Shares of General Electric (GE - Free Report) gained about 8% in early morning trading Tuesday after the struggling multinational conglomerate announced plans to spin off its health-care business and separate its stake in Baker Hughes (BHGE - Free Report) over the next few years.
The moves should help General Electric pare down its debt and sharpen its focus on core businesses like aviation, power, and renewable energy.
“We are confident that positioning GE Healthcare and BHGE outside of GE’s current structure is best not only for GE and its owners, but also for these businesses, which will strengthen their market-leading positions and enhance their ability to invest for the future, while carrying the spirit of GE forward,” said CEO John Flannery in a statement.
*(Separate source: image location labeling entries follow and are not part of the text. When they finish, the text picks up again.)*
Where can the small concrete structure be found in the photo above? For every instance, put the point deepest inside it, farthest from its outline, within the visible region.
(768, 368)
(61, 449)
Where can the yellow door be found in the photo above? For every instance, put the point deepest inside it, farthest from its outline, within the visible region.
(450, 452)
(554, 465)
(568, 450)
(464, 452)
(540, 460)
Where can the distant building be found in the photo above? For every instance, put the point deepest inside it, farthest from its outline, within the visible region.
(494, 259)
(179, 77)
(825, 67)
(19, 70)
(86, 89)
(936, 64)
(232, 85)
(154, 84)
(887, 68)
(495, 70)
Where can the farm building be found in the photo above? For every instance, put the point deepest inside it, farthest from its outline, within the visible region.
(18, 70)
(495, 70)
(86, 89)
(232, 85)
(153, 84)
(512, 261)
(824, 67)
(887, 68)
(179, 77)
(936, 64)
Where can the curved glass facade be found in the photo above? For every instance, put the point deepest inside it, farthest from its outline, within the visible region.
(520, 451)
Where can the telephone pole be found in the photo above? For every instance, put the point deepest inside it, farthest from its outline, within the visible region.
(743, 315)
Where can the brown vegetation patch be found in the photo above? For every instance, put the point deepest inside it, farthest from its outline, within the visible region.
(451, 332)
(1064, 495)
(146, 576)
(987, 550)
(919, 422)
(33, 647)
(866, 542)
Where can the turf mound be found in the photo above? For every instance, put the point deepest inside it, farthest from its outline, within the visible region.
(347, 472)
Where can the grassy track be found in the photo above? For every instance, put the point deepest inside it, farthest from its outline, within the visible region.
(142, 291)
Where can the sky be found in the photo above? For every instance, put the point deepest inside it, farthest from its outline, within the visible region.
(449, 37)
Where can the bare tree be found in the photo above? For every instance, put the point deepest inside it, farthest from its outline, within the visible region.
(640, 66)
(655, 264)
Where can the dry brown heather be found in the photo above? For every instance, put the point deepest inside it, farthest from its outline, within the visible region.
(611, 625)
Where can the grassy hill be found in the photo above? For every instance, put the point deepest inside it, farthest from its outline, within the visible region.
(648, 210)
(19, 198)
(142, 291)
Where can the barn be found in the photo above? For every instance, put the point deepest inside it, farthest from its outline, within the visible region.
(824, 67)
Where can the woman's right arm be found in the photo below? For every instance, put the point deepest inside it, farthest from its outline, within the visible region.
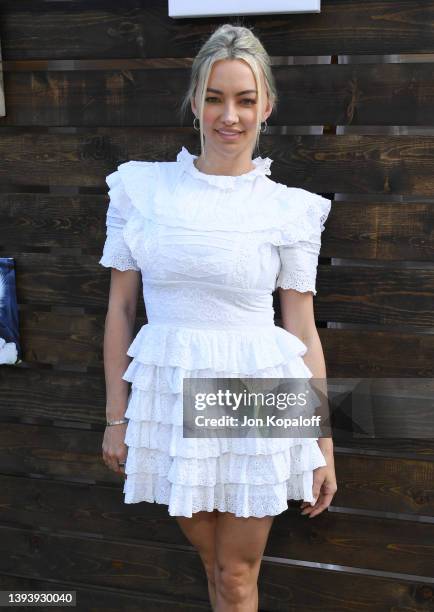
(119, 326)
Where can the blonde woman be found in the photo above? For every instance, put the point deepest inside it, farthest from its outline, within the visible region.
(212, 236)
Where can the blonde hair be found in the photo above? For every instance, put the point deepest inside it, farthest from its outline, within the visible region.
(230, 41)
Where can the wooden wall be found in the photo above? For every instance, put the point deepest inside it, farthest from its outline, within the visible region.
(92, 84)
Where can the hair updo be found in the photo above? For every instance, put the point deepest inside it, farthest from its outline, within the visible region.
(230, 42)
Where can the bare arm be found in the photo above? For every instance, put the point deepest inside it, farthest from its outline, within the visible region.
(299, 319)
(118, 332)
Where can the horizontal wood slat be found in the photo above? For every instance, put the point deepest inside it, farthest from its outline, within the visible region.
(323, 164)
(36, 30)
(366, 482)
(76, 341)
(382, 544)
(175, 572)
(377, 353)
(346, 294)
(385, 231)
(103, 600)
(358, 94)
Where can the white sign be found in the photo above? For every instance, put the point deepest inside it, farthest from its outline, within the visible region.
(215, 8)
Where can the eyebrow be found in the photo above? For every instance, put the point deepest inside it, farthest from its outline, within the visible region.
(240, 93)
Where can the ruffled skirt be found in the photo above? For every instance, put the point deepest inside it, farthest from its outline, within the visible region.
(245, 476)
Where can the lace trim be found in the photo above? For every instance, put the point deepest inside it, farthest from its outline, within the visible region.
(296, 280)
(116, 253)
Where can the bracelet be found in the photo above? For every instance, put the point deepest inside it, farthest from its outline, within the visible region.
(117, 422)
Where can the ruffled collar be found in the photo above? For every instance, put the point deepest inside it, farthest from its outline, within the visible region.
(185, 160)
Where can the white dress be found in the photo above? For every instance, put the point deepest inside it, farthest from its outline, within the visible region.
(211, 249)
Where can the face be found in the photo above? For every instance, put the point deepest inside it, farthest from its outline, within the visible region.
(230, 109)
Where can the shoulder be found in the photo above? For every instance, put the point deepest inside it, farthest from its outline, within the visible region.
(301, 201)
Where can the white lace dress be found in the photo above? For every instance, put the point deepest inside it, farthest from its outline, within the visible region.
(211, 250)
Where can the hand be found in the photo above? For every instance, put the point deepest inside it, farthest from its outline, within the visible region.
(114, 449)
(323, 489)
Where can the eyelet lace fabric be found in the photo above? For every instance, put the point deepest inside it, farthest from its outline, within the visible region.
(211, 250)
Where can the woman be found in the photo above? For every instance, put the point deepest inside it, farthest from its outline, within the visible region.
(213, 237)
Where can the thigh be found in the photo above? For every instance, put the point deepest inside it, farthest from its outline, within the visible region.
(200, 531)
(241, 540)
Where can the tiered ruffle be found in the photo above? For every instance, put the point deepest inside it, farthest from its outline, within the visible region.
(250, 476)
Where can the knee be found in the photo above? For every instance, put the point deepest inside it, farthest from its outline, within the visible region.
(235, 582)
(210, 571)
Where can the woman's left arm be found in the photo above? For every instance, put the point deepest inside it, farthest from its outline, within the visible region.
(298, 318)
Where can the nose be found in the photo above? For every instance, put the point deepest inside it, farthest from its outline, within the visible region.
(229, 115)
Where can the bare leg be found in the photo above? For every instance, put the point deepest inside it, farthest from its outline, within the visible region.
(200, 531)
(240, 544)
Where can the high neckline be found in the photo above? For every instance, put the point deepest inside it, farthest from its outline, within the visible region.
(186, 161)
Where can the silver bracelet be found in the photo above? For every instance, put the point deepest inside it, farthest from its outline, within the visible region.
(117, 422)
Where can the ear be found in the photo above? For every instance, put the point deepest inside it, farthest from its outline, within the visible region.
(268, 109)
(194, 107)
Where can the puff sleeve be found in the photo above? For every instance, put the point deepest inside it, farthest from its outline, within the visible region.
(299, 260)
(116, 253)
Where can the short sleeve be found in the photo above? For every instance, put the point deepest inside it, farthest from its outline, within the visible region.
(116, 253)
(299, 260)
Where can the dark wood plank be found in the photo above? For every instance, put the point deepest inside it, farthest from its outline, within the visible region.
(46, 394)
(385, 544)
(35, 30)
(358, 352)
(346, 294)
(33, 222)
(102, 599)
(385, 231)
(322, 164)
(346, 94)
(399, 424)
(370, 482)
(64, 339)
(171, 571)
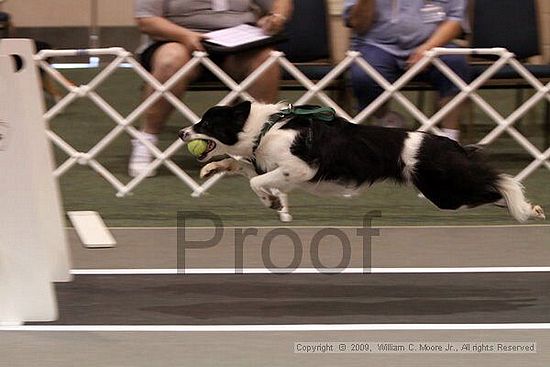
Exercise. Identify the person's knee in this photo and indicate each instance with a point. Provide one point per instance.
(169, 59)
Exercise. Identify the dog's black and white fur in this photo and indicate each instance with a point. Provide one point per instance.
(342, 158)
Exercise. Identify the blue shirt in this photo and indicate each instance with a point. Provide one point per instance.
(398, 26)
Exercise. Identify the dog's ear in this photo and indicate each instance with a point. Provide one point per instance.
(241, 112)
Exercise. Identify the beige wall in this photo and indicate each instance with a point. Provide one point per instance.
(56, 13)
(63, 13)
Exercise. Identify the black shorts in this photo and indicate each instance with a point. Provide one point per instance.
(146, 57)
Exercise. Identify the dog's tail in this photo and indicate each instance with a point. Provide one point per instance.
(512, 192)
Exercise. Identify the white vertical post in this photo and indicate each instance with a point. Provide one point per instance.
(33, 247)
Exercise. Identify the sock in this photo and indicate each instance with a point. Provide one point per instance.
(153, 138)
(453, 134)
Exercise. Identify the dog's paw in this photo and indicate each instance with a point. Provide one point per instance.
(538, 212)
(285, 217)
(271, 201)
(211, 169)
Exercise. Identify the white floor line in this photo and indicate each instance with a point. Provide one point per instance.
(278, 328)
(461, 226)
(489, 269)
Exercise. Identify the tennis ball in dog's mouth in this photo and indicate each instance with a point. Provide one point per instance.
(197, 147)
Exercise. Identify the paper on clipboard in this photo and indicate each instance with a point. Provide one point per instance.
(236, 36)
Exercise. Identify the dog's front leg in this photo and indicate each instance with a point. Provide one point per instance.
(269, 188)
(228, 165)
(284, 214)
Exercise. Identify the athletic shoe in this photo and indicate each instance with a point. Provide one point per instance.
(141, 157)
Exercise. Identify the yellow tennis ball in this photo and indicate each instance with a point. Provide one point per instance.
(197, 147)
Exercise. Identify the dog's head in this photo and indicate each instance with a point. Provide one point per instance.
(220, 127)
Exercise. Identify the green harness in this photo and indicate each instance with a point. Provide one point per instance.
(326, 114)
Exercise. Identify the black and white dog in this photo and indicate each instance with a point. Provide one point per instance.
(330, 155)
General Electric also noted that it will maintain its current quarterly dividend until after the spinoff of its health-care business is complete. The company then plans to adjust the dividend “in line with industrial peers.”
GE’s new strategy aims to reduce the firm’s debt pile by about $25 billion by 2020 and generate at least $500 million in corporate cost savings through the end of that year.
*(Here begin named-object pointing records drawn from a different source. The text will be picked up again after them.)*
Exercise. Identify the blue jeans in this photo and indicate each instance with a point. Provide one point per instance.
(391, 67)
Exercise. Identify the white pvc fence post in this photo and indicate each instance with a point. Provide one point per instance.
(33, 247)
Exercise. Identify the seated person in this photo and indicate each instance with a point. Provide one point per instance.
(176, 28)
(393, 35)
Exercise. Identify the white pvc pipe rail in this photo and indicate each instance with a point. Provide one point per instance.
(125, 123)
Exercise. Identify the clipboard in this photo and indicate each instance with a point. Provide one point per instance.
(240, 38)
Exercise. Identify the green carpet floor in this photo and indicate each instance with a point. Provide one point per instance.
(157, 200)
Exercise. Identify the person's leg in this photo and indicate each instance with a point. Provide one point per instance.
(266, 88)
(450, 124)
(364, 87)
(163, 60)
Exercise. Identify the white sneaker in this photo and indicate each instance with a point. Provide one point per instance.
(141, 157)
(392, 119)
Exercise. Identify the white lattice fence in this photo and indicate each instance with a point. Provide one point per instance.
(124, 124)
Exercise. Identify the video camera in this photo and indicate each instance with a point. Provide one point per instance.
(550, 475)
The much-needed turnaround plan comes on the same day that GE is officially being replaced by Walgreens Boots Alliance (WBA - Free Report) on the Dow. GE was the last remaining original member of the index, but its recent struggles left many calling for more-accurate representation on the blue-chip gauge.
General Electric shares have lost more than 50% over the past year and now sit about 80% lower than their all-time highs seen during the early 2000s. The company has struggled to find value in its assets over the past decade as a shifting economy left many of its businesses in the dust.
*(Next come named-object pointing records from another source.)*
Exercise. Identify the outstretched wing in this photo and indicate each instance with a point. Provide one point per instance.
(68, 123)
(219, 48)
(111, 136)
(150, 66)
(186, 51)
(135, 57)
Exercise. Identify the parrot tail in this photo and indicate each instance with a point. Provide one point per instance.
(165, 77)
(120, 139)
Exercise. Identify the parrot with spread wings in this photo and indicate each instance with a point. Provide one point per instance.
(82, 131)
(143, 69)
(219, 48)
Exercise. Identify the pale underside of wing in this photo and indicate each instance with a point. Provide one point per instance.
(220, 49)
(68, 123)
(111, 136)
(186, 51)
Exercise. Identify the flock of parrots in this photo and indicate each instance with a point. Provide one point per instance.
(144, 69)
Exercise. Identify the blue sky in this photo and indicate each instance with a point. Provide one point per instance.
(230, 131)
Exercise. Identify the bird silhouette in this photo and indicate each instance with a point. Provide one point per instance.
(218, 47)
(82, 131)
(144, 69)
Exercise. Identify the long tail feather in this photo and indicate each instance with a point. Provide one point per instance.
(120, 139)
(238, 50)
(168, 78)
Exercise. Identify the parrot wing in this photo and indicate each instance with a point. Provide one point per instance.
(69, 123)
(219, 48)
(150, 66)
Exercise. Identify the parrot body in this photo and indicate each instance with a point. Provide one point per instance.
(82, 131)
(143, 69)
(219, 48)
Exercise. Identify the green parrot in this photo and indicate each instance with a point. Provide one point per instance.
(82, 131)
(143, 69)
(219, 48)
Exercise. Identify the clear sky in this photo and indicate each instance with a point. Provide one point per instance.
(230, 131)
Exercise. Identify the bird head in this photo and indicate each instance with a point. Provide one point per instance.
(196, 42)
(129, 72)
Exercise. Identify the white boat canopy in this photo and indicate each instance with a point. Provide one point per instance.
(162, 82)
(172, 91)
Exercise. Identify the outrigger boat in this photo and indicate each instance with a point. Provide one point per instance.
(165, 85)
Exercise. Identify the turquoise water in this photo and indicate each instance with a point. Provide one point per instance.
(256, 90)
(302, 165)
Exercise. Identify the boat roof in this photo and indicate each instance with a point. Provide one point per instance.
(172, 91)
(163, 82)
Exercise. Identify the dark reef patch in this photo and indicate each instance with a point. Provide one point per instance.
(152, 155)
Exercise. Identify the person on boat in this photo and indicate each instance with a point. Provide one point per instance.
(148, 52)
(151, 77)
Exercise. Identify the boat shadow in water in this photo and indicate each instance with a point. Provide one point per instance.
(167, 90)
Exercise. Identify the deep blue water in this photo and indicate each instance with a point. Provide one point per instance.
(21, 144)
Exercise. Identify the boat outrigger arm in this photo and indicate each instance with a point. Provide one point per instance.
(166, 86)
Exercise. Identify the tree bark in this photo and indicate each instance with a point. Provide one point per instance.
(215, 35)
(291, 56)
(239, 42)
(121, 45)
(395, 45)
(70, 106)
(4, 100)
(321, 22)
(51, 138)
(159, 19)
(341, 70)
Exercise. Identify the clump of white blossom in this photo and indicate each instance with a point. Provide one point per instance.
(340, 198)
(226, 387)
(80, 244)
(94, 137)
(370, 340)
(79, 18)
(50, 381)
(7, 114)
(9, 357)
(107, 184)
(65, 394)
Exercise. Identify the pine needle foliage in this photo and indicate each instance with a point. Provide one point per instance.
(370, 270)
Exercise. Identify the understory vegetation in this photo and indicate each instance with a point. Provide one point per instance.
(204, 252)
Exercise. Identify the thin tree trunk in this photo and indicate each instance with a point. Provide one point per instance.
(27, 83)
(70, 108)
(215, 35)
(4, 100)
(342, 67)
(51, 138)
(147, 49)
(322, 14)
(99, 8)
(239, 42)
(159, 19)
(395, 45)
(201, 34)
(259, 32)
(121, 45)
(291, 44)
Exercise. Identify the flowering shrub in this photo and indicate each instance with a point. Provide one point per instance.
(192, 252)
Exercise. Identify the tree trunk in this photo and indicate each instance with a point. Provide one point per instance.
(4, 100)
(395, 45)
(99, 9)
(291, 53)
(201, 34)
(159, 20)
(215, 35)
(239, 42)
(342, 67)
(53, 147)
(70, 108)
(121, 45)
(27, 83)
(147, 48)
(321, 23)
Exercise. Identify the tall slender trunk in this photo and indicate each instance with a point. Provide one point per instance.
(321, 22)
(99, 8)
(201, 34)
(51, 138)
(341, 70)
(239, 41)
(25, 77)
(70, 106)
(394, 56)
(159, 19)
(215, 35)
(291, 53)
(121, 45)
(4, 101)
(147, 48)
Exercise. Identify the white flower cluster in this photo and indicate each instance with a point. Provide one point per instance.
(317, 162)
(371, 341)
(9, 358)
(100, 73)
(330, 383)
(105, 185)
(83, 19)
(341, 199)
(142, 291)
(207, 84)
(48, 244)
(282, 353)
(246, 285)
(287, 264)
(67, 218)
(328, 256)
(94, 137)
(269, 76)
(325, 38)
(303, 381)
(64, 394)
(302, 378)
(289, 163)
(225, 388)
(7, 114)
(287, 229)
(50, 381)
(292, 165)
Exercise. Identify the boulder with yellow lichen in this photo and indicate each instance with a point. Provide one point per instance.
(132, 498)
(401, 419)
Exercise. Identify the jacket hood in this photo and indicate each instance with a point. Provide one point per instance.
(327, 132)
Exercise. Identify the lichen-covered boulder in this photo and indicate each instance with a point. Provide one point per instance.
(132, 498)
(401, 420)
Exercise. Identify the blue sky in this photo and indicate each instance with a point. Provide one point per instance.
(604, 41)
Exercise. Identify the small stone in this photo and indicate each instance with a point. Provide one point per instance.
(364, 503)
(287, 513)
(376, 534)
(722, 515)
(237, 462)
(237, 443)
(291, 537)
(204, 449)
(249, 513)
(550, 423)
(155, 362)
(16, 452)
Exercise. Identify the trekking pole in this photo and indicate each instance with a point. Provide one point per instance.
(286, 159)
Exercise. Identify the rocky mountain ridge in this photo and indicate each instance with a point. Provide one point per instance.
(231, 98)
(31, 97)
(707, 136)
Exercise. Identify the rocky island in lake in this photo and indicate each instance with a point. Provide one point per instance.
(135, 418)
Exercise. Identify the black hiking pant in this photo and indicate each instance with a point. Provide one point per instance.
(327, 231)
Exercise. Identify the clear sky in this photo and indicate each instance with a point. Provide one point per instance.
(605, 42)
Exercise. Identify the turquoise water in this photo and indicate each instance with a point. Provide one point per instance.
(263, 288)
Investors will hope that GE’s turnaround strategy can reinvigorate the stock, trim the company’s fat, and modernize its core businesses.
They will also hope that today’s plan inspires some positive analyst sentiment for GE, which has watched its current-year earnings outlook deteriorate in recent weeks. Downward earnings estimate revisions have dragged our consensus projection for GE’s 2018 earnings three cents lower over the past quarter, earning the stock a Zacks Rank #5 (Strong Sell).
General Electric is now expected to witness its annual earnings slump by about 9.5% year over year.